VistaGen Therapeutics, Inc. (VSTA) to Profit from Growing Need for Better Approach

A recent article by Ryan McBride in biotech industry newsletter FierceBiotech ( highlights a major transition that needs to occur in the pharmaceutical industry.

The article points to a speech by Ken Kaitin, director of the Tufts Center for the Study of Drug Development, suggesting that drug development companies need to fix broken areas of development that are costing them billions of dollars from unnecessary procedures in clinical trials. Kaitin’s group expects pharma to replace traditional trial-and-error testing methods with newer approaches, such as biomarkers, modeling, and simulation, all in an effort to reduce failures and associated costs, costs which payers are increasingly reluctant to accept.

It’s exactly the issue that is being addressed by VistaGen Therapeutics’ proprietary stem cell technologies. VistaGen is a California-based biotechnology company applying its human pluripotent stem cell technology for drug rescue applications, including predictive toxicology and drug metabolism screening.
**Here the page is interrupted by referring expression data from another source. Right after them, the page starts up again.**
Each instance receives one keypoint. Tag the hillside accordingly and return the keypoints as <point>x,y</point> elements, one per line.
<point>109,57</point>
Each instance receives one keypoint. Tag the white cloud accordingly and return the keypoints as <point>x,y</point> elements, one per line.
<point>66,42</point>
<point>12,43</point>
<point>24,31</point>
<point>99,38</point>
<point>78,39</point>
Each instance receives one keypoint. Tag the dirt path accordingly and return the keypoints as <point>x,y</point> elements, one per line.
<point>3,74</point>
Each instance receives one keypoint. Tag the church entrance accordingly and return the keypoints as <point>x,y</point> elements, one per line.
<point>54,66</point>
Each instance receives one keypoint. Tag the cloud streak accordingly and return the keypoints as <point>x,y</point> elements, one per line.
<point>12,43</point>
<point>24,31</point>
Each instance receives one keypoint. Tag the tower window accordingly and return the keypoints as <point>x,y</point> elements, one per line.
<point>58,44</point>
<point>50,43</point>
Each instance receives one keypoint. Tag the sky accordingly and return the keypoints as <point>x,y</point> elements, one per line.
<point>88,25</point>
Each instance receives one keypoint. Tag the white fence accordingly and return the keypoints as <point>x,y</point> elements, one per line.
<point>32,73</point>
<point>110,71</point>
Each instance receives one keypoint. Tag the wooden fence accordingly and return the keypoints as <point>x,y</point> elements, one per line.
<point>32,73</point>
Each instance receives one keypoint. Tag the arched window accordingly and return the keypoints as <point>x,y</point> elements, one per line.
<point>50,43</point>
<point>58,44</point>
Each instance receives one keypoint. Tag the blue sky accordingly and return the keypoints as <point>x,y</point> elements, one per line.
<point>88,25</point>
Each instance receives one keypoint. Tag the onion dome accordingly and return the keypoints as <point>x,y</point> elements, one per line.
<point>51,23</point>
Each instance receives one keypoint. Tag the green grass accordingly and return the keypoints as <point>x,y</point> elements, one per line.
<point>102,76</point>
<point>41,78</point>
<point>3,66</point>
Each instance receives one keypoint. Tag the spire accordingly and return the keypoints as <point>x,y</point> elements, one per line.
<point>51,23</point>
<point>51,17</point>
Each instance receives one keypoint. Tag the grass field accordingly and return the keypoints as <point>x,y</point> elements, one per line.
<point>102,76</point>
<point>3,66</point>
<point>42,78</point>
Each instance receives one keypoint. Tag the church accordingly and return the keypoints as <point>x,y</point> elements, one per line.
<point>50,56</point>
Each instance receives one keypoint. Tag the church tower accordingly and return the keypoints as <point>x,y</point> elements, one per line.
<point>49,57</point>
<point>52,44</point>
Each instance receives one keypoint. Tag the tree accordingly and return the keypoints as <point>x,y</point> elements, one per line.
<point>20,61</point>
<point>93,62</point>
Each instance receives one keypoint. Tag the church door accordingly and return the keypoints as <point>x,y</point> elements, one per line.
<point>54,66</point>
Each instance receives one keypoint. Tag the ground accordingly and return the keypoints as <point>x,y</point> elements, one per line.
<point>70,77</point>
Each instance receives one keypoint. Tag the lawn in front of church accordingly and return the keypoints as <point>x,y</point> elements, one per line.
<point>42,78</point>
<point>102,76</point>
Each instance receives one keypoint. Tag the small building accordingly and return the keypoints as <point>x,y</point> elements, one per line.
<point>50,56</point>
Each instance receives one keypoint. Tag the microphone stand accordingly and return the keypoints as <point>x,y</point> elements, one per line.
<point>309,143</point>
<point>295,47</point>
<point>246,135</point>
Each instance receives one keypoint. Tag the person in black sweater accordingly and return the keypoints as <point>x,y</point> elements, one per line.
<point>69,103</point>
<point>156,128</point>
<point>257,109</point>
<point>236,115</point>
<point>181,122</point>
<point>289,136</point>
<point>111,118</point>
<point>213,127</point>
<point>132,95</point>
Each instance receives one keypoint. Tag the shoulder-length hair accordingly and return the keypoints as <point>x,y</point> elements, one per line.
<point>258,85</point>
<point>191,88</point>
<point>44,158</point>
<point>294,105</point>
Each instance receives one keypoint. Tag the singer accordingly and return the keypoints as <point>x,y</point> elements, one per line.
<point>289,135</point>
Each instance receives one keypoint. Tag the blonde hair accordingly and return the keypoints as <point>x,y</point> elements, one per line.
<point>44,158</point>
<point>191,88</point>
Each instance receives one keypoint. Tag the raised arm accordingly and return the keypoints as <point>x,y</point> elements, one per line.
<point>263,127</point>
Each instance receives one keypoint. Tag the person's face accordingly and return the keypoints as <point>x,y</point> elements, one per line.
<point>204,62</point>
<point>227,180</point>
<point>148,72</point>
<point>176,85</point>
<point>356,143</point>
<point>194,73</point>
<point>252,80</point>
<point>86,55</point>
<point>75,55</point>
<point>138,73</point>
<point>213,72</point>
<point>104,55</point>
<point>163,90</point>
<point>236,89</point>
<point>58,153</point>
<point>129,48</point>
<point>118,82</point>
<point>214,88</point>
The company intends to use its proprietary technology to discover, rescue, and develop novel drug candidates for a wide range of diseases.

The company’s platform, Human Clinical Trials in a Test Tube, is based on the differentiation of human pluripotent stem cells into multiple types of mature human heart and liver cells which can then be used to provide clinically relevant predictions of potential toxicity. Determination of toxicity at these early stages, far earlier than standard clinical trials, means that drug candidates have a chance of being modified for a successful outcome, saving tremendous amounts of money.

Many otherwise promising drug candidates have been shelved due to toxicity issues that surfaced well into the development and introduction process, representing major losses for drug companies. It suggests a growing recognition of the incredible value offered by technologies such as those VistaGen represents.